= Atta-Kwame mud house =

Type of Ghanaian mud house

Houses made from mud commonly called "Atta Kwame" are ancient and traditional buildings mostly found in villages in Ghana. People from Ashanti region in Ghana believe that houses made from mud are for the poor and could not create beauty and good living conditions for long-term. These houses are not enough protected from the rain and large surfaces of mud or concrete are not flexible enough and has tendency to crack.

Traditional architecture is part of a nation's heritage. An example are Ghana's old mud houses, some of which give shelter to entire extended families. Many buildings are, however, affected by erosion and poorly maintained. Policymakers should pay attention.

Many traditional mud houses are in bad shape. The general problem is poor maintenance. Many mud houses are dilapidated. A core challenge is that their foundations are exposed to erosion and show signs of weakness.

Modifications are being made to the traditional mud houses to meet contemporary demands. The rammed earth technique is just a mixture of laterite, clay and then granite chippings.
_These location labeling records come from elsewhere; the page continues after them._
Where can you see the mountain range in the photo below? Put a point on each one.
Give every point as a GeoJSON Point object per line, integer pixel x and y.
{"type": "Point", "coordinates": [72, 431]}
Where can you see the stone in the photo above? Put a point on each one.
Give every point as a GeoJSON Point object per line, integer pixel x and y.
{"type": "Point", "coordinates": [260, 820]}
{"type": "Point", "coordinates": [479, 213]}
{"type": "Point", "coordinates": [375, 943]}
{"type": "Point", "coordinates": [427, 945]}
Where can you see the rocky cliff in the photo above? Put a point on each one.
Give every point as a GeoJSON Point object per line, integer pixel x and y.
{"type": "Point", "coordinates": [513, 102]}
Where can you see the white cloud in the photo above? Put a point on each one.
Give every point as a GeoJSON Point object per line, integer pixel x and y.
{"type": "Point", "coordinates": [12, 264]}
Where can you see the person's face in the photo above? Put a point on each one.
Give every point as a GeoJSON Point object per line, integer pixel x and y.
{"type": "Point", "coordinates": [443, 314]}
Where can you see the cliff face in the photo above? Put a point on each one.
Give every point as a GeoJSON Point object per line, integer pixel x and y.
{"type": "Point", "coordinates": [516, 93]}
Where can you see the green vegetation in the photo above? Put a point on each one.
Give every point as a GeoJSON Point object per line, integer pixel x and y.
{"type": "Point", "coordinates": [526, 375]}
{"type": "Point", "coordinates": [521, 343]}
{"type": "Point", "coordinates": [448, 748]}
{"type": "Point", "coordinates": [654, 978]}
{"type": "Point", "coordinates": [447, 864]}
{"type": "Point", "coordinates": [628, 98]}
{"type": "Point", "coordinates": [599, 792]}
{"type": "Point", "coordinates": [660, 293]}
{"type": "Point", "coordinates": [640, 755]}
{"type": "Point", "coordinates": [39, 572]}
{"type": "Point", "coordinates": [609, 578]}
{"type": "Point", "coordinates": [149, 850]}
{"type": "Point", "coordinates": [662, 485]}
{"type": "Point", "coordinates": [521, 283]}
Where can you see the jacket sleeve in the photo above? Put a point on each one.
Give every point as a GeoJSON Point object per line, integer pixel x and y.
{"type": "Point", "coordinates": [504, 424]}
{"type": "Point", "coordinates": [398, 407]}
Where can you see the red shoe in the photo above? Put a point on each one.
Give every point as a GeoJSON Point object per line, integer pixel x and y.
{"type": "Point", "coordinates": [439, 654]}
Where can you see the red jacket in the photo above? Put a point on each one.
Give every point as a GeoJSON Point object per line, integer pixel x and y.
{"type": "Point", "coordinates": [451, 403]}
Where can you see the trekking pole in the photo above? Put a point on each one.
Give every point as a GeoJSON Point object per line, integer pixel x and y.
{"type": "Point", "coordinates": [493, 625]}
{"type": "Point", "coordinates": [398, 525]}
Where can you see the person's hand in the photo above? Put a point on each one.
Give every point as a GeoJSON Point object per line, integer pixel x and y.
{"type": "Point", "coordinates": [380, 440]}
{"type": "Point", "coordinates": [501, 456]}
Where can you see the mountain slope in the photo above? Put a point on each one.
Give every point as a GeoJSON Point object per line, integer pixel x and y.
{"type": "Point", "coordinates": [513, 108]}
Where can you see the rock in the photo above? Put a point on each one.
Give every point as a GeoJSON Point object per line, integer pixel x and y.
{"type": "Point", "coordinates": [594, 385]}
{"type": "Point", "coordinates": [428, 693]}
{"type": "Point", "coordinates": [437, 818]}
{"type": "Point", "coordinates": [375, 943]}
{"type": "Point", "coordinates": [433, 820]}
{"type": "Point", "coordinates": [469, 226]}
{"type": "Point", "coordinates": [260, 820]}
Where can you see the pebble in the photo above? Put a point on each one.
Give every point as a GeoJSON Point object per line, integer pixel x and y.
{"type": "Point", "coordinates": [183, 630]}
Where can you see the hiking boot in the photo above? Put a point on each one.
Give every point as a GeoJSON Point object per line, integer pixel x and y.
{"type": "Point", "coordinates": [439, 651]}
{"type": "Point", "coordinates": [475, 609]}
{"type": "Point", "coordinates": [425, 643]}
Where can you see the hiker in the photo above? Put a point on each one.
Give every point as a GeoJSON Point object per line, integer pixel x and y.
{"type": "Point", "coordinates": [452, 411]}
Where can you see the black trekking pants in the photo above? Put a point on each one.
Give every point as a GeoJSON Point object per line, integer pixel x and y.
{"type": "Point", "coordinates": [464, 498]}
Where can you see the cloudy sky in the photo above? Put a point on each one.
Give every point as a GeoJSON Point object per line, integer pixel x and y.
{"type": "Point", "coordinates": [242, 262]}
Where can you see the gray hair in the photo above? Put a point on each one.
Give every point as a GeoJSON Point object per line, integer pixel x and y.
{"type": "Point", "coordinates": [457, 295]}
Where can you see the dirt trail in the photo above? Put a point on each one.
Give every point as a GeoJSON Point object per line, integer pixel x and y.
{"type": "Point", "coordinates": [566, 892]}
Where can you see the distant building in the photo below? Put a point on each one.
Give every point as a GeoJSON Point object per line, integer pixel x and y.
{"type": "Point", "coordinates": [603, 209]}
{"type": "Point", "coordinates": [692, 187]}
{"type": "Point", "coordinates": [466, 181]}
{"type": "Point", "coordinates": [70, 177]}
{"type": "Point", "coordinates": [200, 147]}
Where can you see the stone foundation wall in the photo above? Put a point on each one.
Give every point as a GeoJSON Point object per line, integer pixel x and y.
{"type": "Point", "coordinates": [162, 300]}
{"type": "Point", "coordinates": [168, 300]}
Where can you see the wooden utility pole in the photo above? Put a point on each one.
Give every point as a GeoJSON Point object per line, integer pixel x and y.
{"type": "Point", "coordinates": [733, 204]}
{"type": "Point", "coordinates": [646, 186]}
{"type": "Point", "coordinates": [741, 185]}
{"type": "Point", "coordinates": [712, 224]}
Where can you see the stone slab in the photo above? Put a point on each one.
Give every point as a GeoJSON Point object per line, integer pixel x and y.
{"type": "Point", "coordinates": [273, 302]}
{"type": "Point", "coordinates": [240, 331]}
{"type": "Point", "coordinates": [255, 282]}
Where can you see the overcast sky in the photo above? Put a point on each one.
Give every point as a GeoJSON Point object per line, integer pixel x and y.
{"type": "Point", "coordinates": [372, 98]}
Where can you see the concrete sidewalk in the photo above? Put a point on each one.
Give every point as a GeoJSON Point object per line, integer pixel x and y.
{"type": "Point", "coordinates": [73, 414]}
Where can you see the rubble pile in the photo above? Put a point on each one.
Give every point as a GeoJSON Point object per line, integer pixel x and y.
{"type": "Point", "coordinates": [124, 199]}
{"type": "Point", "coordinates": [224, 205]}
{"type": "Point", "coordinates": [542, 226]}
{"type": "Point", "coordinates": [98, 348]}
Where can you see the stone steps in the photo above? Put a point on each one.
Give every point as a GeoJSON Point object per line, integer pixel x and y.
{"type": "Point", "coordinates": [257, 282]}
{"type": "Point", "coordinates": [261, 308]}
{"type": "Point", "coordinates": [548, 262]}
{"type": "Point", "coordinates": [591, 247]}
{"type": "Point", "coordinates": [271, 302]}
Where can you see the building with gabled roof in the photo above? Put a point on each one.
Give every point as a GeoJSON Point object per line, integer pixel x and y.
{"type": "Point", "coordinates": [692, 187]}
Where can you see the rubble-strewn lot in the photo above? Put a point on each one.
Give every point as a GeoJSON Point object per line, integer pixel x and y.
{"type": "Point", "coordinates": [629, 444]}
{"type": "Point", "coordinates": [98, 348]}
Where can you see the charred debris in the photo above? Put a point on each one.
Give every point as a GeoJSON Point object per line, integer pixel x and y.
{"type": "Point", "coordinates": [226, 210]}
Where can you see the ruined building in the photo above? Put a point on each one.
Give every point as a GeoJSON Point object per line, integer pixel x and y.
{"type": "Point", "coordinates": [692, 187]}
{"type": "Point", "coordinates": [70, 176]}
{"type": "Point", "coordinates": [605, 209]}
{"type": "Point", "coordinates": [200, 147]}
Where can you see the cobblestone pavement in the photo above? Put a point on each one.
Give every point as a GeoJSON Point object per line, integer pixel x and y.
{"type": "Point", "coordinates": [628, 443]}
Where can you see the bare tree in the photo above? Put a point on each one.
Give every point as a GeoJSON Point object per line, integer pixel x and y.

In order to understand the modification of mud houses are constructed. A mud house is a building constructed with the soil excavated from the same land where the house is built. This soil is enhanced by natural additives that are locally available like rice husk, paddy straw, etc. The soil is tempered by thoroughly breaking up, watering and kneading and moulded into compressed stabilized earth blocks, which are reusable and have high heat resisting capacity, thus slowing down the rate of temperature changes in the ambient air.